The challenge for this week is to show perspective. I like this photo because it captures both proximity and distance, but also spans time from the colonial graveyard to 21st-century Manhattan outside the cemetery gates.
I took this photo on my iPhone on our first day in New York City. We were jet-lagged and it was hot (or at least, it seemed hot to people used to San Franciscan summer). My daughter dragged her feet and whined about having to visit a cemetery.

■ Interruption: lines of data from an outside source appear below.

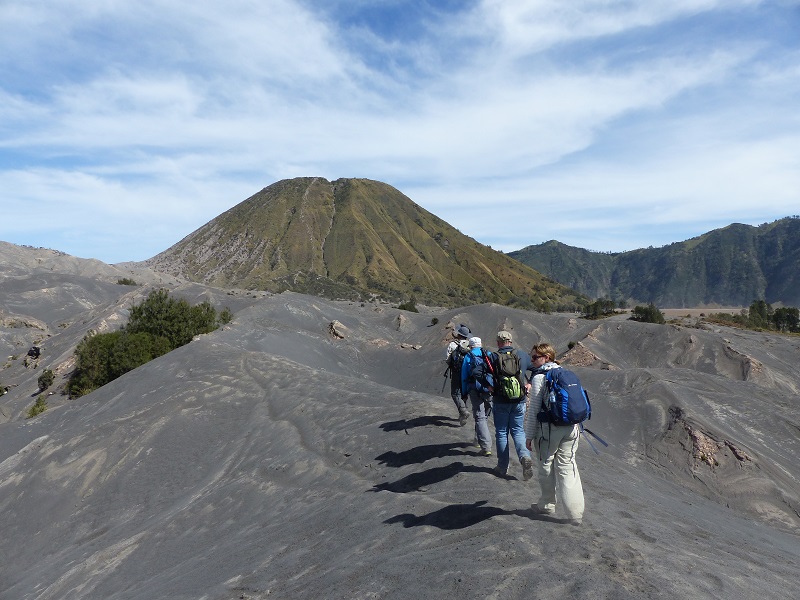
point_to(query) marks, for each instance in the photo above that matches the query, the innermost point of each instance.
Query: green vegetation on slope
(726, 267)
(355, 239)
(157, 326)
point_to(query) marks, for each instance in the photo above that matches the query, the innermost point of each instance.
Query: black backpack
(456, 359)
(510, 383)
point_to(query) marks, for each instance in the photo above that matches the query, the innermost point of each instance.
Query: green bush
(226, 316)
(647, 314)
(411, 305)
(158, 325)
(46, 379)
(38, 407)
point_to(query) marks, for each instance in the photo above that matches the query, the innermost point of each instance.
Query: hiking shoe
(542, 510)
(527, 467)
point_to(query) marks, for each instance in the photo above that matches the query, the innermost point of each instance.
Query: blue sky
(604, 124)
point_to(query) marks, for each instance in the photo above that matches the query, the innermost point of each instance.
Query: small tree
(38, 407)
(411, 305)
(46, 379)
(647, 314)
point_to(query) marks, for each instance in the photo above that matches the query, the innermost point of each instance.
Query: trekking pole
(597, 437)
(584, 431)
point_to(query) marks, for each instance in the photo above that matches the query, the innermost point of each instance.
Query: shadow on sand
(435, 420)
(420, 454)
(459, 516)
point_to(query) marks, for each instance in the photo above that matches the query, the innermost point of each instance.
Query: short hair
(545, 349)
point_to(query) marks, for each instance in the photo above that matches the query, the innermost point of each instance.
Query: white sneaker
(542, 510)
(527, 467)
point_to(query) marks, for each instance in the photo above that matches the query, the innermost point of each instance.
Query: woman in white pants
(554, 446)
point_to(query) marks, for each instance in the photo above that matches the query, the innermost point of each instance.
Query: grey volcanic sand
(270, 459)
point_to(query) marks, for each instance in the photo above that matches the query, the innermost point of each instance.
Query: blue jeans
(479, 410)
(509, 418)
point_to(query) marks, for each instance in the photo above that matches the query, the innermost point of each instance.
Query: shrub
(411, 305)
(38, 407)
(46, 379)
(158, 325)
(226, 316)
(647, 314)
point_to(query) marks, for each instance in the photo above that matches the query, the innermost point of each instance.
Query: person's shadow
(434, 420)
(459, 516)
(420, 454)
(419, 482)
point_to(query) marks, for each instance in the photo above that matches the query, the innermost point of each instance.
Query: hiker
(476, 384)
(509, 406)
(553, 445)
(457, 349)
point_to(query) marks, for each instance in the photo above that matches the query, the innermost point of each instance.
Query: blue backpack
(481, 372)
(566, 402)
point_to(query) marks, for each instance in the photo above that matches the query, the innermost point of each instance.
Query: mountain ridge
(353, 238)
(730, 266)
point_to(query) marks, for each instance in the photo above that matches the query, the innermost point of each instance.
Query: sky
(608, 125)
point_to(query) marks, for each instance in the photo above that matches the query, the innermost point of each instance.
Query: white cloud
(127, 115)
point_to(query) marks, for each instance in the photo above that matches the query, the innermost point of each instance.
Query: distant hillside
(731, 266)
(353, 238)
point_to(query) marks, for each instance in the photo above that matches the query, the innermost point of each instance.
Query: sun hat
(463, 331)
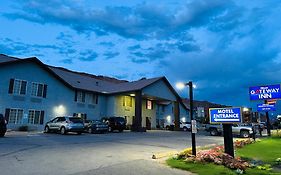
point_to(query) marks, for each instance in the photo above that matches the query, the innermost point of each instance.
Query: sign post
(267, 92)
(266, 107)
(226, 117)
(193, 126)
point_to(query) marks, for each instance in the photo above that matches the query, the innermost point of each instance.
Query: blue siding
(59, 97)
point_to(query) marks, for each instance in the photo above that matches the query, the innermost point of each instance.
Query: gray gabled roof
(88, 82)
(5, 58)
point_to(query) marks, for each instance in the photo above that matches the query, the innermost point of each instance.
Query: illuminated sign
(225, 115)
(266, 107)
(265, 92)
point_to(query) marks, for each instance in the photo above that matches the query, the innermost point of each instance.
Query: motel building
(32, 93)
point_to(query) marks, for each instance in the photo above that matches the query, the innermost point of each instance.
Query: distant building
(201, 109)
(32, 93)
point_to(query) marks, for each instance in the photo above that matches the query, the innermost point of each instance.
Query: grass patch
(212, 169)
(268, 150)
(199, 168)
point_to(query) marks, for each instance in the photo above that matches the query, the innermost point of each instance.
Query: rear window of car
(76, 120)
(120, 119)
(97, 122)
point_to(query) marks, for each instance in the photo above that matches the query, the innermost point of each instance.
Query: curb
(165, 154)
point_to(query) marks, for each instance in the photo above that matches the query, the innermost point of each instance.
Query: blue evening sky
(222, 46)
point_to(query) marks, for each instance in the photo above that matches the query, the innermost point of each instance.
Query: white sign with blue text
(225, 115)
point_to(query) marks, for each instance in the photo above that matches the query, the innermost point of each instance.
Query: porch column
(137, 123)
(177, 115)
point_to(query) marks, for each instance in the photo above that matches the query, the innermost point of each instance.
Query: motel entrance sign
(265, 92)
(226, 117)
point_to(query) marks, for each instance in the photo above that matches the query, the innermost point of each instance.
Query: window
(38, 89)
(127, 101)
(94, 98)
(17, 87)
(81, 115)
(15, 116)
(149, 104)
(35, 117)
(80, 96)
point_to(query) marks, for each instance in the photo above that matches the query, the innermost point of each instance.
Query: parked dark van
(115, 123)
(3, 125)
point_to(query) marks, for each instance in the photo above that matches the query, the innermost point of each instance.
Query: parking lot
(112, 153)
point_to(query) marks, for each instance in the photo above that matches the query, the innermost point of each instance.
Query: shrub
(23, 128)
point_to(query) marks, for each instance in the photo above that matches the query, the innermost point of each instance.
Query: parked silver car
(244, 130)
(64, 125)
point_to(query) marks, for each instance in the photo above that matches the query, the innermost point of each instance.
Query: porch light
(168, 118)
(59, 110)
(183, 119)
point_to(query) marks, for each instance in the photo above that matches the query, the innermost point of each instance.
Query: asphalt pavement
(124, 153)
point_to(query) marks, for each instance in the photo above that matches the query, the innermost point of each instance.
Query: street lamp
(191, 86)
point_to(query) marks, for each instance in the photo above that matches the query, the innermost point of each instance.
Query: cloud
(145, 20)
(134, 47)
(187, 47)
(88, 56)
(108, 44)
(139, 60)
(67, 61)
(109, 55)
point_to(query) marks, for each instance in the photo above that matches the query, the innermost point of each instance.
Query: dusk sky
(223, 46)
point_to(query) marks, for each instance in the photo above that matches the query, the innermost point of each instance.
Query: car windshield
(76, 120)
(120, 119)
(96, 122)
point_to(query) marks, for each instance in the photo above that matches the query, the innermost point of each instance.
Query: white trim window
(34, 116)
(127, 101)
(18, 86)
(81, 97)
(149, 104)
(38, 89)
(94, 98)
(15, 116)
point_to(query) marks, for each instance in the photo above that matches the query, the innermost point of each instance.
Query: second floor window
(14, 116)
(80, 96)
(35, 117)
(149, 104)
(127, 101)
(17, 86)
(94, 98)
(38, 89)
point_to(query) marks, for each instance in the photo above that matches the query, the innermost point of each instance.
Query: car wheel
(244, 134)
(62, 130)
(47, 129)
(213, 132)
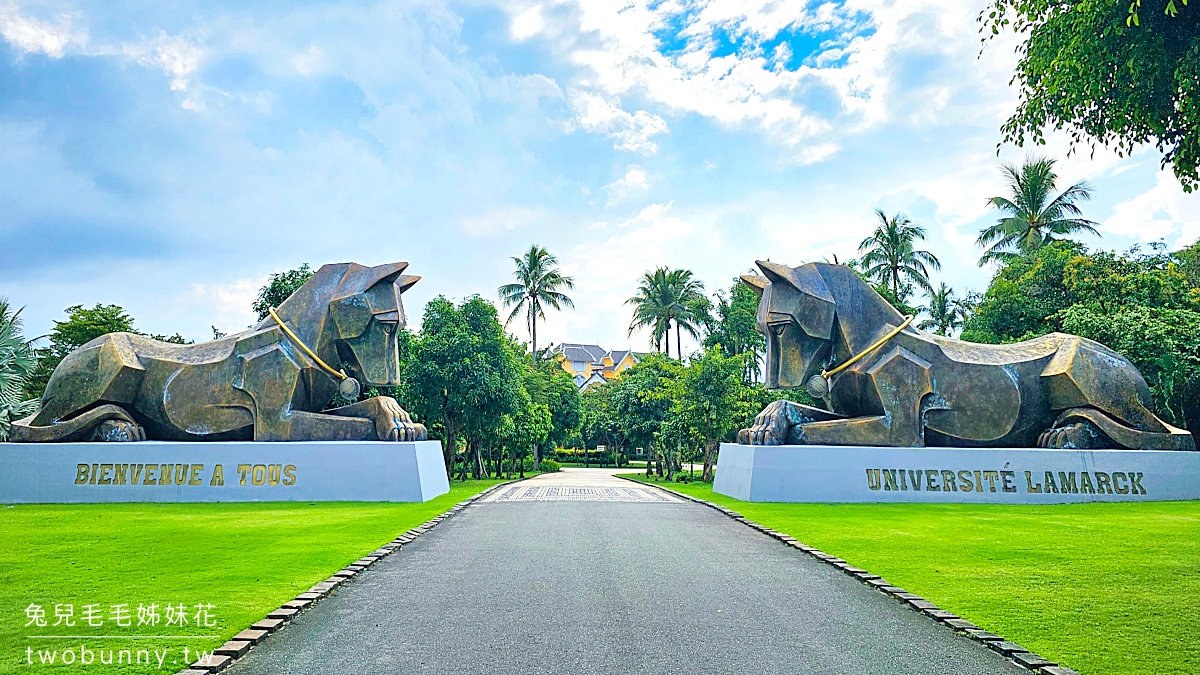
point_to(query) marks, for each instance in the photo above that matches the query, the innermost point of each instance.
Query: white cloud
(175, 55)
(227, 305)
(1164, 211)
(527, 23)
(630, 131)
(33, 36)
(628, 186)
(505, 217)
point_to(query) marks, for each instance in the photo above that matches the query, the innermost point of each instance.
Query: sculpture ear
(358, 278)
(756, 284)
(351, 315)
(775, 273)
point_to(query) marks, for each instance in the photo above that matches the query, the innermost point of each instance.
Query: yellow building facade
(592, 364)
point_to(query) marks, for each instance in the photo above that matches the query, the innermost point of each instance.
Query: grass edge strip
(252, 635)
(1014, 652)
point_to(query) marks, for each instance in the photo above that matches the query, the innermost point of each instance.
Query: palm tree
(685, 292)
(652, 306)
(17, 360)
(943, 310)
(663, 297)
(1033, 219)
(889, 257)
(539, 285)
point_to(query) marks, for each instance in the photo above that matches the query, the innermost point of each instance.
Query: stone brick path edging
(1015, 652)
(223, 656)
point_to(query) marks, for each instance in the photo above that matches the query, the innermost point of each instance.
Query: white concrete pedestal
(240, 471)
(857, 473)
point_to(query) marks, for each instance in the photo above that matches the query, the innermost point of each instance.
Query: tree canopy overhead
(279, 286)
(1109, 72)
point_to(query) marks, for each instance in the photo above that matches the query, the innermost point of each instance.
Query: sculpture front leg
(391, 422)
(775, 425)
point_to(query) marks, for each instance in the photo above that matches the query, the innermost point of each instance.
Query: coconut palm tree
(888, 255)
(17, 360)
(539, 285)
(652, 303)
(943, 310)
(685, 292)
(665, 297)
(1033, 216)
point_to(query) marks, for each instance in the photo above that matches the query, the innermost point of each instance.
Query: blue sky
(168, 156)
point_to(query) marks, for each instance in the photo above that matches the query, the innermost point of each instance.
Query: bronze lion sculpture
(259, 384)
(1056, 390)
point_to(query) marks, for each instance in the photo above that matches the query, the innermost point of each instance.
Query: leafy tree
(17, 363)
(1110, 72)
(549, 384)
(1141, 304)
(708, 396)
(82, 327)
(521, 431)
(539, 285)
(889, 256)
(1024, 294)
(943, 311)
(1164, 345)
(652, 305)
(1033, 219)
(600, 424)
(279, 286)
(736, 328)
(462, 375)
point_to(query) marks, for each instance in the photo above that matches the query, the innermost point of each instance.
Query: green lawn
(1101, 587)
(245, 559)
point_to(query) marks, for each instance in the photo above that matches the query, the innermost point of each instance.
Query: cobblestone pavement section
(579, 485)
(605, 586)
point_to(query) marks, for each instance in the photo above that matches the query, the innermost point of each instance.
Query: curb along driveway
(580, 572)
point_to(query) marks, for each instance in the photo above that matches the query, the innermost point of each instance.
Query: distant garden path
(533, 585)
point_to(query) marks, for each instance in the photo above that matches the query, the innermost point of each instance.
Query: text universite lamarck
(1062, 482)
(184, 475)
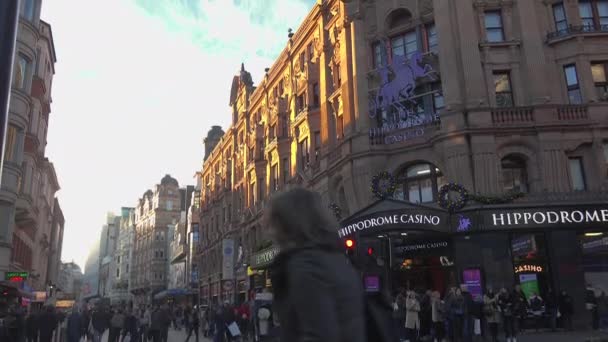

Stories always make her perk up and connect to the places we visit, so I told her briefly about the 9/11 attacks. I pointed out the skeleton of the new World Trade Center rising nearby. I told her about the planes and the firemen and the people who died. I told her about the photo I’d seen of this churchyard snowed over with debris fallen from the towers: insulation and financial papers and children’s drawings, things blown out of the offices above. I told her about the rescuers who’d slept in the church while they searched for survivors and the empty t-shirts that hung on the fence when I visited last time, eloquent memorials to the first responders who were lost when the towers fell.
St. Paul’s Churchyard stands as a symbol to me. My feelings are complicated, threaded with horror and sadness, but at the heart, I felt compassion and connection there. The graves are old. They endure. The world swirls around them, but here, in this shaded green place, a traveler found peace. May the world find peace as well.